Il patienterait le temps qu’il faudrait certes mais pas en compagnie de ce garçon, qu’il appréciait autrefois cependant quand il était l’ami de Thomas et que tous deux partageaient le même logis, mais il ne pouvait lui pardonner l’acharnement qu’il avait mis à vouloir la mort de Lorenza, acharnement qui avait brisé leur amitié... Il choisit donc de guetter le retour du Florentin dans ses propres murs, si peu confortables qu’ils soient.
Quittant ce qui était maintenant l’hôtel d’Ancre, il se fit ouvrir par le gardien qu’il entretenait à l’année. Un brave homme, ancien soldat, dont la femme ne verrait aucun inconvénient à servir du vin chaud à son escorte. Tout compte fait, lui-même en boirait volontiers une petite pinte...
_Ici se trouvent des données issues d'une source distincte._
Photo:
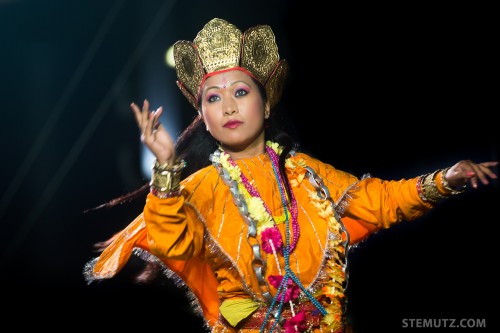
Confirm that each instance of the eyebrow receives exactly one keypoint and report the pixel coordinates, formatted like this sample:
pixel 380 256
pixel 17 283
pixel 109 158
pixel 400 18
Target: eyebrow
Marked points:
pixel 230 84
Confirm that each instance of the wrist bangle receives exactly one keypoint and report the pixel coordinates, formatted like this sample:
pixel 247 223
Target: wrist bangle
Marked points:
pixel 166 178
pixel 427 188
pixel 446 185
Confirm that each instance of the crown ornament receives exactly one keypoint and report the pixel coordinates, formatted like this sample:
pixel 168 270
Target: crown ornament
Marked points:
pixel 221 46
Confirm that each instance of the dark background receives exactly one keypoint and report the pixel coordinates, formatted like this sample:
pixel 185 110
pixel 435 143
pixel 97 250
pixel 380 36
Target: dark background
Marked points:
pixel 394 91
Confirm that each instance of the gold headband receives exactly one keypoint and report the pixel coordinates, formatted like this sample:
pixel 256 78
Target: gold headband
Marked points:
pixel 221 46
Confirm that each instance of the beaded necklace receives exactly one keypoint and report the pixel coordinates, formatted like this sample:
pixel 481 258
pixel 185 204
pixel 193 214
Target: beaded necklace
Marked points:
pixel 259 219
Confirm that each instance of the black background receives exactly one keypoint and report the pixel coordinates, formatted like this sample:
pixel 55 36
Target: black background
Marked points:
pixel 394 91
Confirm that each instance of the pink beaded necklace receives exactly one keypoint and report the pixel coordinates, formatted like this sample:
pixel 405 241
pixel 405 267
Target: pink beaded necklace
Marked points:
pixel 281 185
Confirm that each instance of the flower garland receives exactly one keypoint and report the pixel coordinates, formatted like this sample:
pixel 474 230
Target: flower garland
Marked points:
pixel 331 294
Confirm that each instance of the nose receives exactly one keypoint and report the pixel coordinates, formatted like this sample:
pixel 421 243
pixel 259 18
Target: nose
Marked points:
pixel 229 106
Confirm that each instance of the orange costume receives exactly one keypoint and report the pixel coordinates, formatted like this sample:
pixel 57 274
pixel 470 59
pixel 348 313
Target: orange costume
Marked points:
pixel 201 237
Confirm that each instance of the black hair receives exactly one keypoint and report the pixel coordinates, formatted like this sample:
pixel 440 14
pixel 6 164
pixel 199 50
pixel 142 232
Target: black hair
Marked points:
pixel 195 144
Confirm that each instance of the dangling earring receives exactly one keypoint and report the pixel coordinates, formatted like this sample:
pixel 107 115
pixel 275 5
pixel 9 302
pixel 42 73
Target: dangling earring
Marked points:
pixel 199 113
pixel 267 110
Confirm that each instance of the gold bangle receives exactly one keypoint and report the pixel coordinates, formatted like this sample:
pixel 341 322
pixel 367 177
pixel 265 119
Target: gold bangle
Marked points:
pixel 429 188
pixel 178 166
pixel 446 185
pixel 165 177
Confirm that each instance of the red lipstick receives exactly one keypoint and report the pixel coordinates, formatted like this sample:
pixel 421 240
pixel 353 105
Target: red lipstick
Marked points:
pixel 233 124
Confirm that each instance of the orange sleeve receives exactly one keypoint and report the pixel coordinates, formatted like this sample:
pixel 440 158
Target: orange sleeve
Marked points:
pixel 173 229
pixel 382 203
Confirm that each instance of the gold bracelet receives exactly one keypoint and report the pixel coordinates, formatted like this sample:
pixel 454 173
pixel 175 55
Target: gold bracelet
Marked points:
pixel 168 167
pixel 446 185
pixel 166 178
pixel 429 188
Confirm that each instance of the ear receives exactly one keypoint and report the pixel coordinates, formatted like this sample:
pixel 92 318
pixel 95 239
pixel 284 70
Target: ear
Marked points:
pixel 267 110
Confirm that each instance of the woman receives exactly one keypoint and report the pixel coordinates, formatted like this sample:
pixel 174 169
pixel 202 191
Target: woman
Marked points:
pixel 258 231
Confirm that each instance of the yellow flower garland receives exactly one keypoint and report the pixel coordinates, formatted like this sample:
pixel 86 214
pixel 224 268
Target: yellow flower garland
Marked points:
pixel 332 292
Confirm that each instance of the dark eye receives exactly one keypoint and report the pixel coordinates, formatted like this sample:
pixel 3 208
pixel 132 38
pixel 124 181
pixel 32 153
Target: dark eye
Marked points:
pixel 213 98
pixel 241 92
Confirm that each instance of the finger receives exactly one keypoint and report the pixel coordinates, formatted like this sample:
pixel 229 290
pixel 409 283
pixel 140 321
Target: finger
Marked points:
pixel 152 121
pixel 487 172
pixel 157 123
pixel 137 114
pixel 144 116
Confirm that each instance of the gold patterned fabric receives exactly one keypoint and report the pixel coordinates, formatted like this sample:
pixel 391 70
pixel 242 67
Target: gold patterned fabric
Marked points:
pixel 221 46
pixel 200 236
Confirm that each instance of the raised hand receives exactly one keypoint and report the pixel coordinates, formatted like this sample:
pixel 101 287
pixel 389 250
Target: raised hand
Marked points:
pixel 153 134
pixel 466 171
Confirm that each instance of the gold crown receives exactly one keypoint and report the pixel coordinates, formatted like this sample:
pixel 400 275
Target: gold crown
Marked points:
pixel 221 46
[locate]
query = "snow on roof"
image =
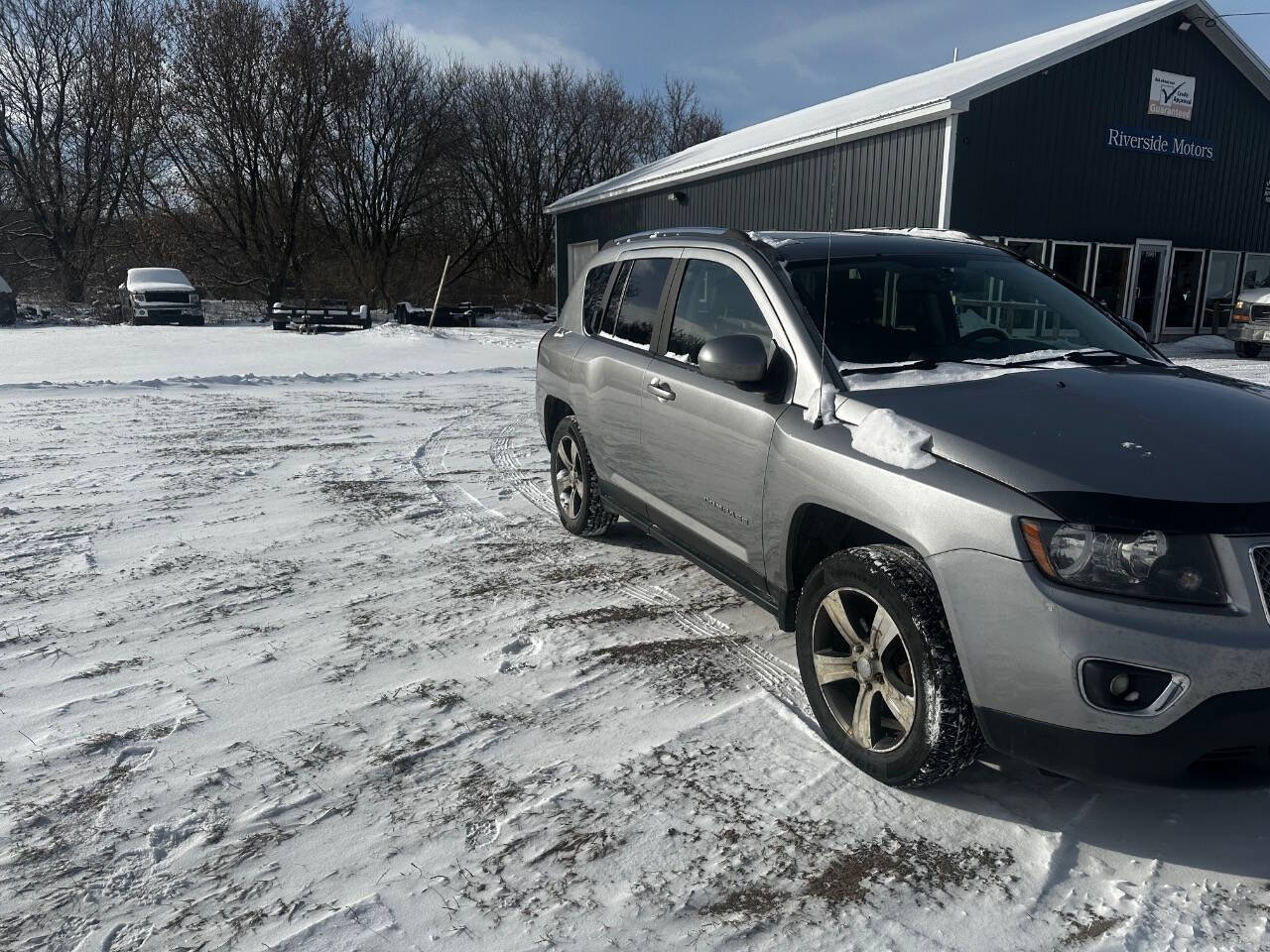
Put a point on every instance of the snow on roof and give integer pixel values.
(157, 276)
(920, 98)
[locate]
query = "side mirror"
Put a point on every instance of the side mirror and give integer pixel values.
(1137, 331)
(739, 358)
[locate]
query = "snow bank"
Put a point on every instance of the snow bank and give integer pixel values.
(893, 439)
(252, 354)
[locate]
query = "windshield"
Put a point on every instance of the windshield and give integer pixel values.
(949, 306)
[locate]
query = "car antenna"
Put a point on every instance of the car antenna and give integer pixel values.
(828, 258)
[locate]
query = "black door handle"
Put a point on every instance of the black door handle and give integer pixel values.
(661, 390)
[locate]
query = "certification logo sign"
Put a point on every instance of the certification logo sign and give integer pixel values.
(1171, 94)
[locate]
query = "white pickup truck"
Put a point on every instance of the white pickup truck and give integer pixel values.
(1250, 321)
(159, 296)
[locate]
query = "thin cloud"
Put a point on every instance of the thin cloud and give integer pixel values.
(531, 49)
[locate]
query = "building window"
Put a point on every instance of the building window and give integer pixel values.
(1223, 272)
(1184, 290)
(1071, 261)
(1256, 272)
(1028, 248)
(579, 254)
(1111, 277)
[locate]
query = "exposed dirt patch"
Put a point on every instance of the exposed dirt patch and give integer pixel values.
(688, 662)
(1095, 925)
(373, 499)
(915, 864)
(104, 667)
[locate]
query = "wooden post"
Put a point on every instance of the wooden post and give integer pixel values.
(436, 303)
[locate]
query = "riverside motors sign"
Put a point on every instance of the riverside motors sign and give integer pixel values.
(1160, 144)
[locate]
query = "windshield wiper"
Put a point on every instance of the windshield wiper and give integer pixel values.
(925, 365)
(1096, 357)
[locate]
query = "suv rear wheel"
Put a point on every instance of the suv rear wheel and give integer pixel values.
(574, 484)
(880, 670)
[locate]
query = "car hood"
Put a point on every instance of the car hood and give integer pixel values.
(1124, 444)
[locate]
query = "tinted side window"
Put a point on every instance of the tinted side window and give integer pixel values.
(714, 302)
(615, 301)
(593, 296)
(636, 316)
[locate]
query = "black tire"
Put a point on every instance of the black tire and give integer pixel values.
(1246, 348)
(588, 516)
(944, 737)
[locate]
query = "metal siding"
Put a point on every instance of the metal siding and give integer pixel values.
(1032, 160)
(890, 179)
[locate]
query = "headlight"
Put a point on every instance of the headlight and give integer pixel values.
(1134, 563)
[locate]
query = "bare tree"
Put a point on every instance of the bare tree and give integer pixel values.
(389, 144)
(255, 86)
(77, 122)
(680, 119)
(534, 135)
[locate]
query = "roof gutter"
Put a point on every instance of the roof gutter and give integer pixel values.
(910, 116)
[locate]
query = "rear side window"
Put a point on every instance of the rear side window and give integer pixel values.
(714, 302)
(631, 312)
(593, 296)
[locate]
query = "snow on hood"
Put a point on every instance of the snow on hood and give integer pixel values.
(894, 439)
(1164, 433)
(948, 372)
(157, 280)
(1255, 296)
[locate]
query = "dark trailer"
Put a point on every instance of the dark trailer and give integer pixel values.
(1129, 153)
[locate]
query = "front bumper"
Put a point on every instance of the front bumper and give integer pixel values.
(1020, 640)
(1222, 739)
(169, 313)
(1250, 331)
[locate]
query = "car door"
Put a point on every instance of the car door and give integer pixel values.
(610, 380)
(705, 440)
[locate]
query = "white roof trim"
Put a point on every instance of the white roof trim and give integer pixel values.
(929, 95)
(915, 116)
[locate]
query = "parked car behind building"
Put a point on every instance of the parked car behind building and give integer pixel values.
(8, 304)
(1250, 321)
(159, 296)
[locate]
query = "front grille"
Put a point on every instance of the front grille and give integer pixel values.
(1261, 562)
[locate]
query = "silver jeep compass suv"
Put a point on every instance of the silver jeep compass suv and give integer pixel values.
(988, 509)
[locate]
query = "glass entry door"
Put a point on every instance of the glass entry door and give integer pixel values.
(1146, 290)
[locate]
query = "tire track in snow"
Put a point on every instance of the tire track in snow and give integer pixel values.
(770, 671)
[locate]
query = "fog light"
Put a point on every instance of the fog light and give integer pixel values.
(1125, 688)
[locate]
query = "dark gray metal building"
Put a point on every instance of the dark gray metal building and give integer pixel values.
(1129, 153)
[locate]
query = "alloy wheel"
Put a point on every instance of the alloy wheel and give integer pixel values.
(570, 477)
(864, 670)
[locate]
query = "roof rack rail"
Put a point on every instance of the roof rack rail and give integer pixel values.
(686, 231)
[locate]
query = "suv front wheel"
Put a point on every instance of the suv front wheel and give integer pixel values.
(880, 670)
(574, 484)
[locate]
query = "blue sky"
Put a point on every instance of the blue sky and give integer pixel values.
(751, 61)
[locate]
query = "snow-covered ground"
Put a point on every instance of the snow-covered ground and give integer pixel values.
(309, 664)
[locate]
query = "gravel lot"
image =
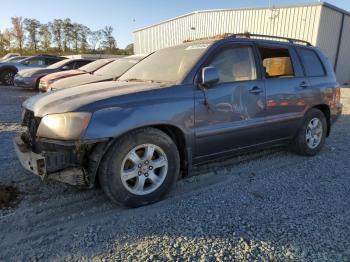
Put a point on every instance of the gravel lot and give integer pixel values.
(268, 205)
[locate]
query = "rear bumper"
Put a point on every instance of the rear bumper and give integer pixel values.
(40, 165)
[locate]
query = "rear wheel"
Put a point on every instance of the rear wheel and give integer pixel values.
(140, 168)
(312, 134)
(7, 77)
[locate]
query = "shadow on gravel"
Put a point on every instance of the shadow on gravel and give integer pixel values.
(9, 196)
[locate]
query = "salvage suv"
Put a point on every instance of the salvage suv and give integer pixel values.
(181, 106)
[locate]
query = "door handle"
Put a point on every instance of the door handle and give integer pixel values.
(304, 85)
(256, 90)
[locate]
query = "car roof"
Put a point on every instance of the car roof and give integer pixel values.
(267, 39)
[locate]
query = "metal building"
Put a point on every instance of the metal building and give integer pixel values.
(322, 24)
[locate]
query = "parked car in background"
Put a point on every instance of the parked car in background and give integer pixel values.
(112, 71)
(13, 59)
(30, 77)
(180, 106)
(46, 82)
(9, 55)
(9, 70)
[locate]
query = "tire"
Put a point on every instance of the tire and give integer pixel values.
(307, 142)
(7, 77)
(128, 191)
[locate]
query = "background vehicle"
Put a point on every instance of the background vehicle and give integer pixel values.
(9, 70)
(213, 98)
(46, 82)
(30, 77)
(109, 72)
(9, 55)
(13, 59)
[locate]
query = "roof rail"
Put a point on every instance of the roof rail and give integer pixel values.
(290, 40)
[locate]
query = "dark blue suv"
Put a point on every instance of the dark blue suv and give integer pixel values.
(181, 106)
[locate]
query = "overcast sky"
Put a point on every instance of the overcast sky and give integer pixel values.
(125, 16)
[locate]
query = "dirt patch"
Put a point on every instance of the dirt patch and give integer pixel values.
(9, 196)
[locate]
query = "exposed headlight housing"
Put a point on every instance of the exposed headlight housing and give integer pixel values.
(66, 126)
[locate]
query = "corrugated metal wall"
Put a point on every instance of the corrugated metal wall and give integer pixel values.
(296, 22)
(317, 24)
(343, 65)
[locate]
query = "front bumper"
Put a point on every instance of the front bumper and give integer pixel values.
(336, 113)
(28, 82)
(42, 165)
(34, 163)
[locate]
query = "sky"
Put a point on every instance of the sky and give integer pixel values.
(128, 15)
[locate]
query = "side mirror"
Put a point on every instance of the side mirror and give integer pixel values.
(210, 76)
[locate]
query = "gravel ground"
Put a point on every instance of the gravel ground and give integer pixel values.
(266, 206)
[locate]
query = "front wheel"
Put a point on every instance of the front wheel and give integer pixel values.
(140, 168)
(312, 134)
(7, 77)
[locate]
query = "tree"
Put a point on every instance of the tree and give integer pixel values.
(95, 38)
(32, 27)
(67, 27)
(18, 31)
(109, 41)
(45, 36)
(56, 30)
(5, 41)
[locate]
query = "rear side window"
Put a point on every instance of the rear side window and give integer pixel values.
(277, 62)
(312, 63)
(235, 64)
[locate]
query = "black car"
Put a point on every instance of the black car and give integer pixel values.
(30, 78)
(181, 106)
(9, 70)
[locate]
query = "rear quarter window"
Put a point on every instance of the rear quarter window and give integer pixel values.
(312, 64)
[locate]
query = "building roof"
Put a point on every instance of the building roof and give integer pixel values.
(251, 8)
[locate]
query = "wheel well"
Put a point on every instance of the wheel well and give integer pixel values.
(179, 139)
(327, 113)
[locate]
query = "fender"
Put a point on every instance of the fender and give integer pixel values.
(174, 109)
(8, 67)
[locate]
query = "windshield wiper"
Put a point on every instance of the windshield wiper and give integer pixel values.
(134, 80)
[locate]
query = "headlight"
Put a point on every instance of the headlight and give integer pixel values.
(67, 126)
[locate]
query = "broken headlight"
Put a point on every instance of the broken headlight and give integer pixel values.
(66, 126)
L’arrêt brutal de la voiture réveilla Lorenza. Il faisait presque nuit. Le regard embrumé, elle serait tombée si une main ne l’avait retenue quand on lui avait ordonné de descendre, elle se tordit néanmoins le pied et la douleur la réveilla tout à fait. Celle qui l’avait aidée était une femme sans âge, sans couleur, sans signe distinctif, à peine plus qu’une ombre, mais sa poigne était solide et elle la soutint pour monter les quelques marches donnant accès à la maison dont elle eut à peine le temps d’apercevoir l’extérieur...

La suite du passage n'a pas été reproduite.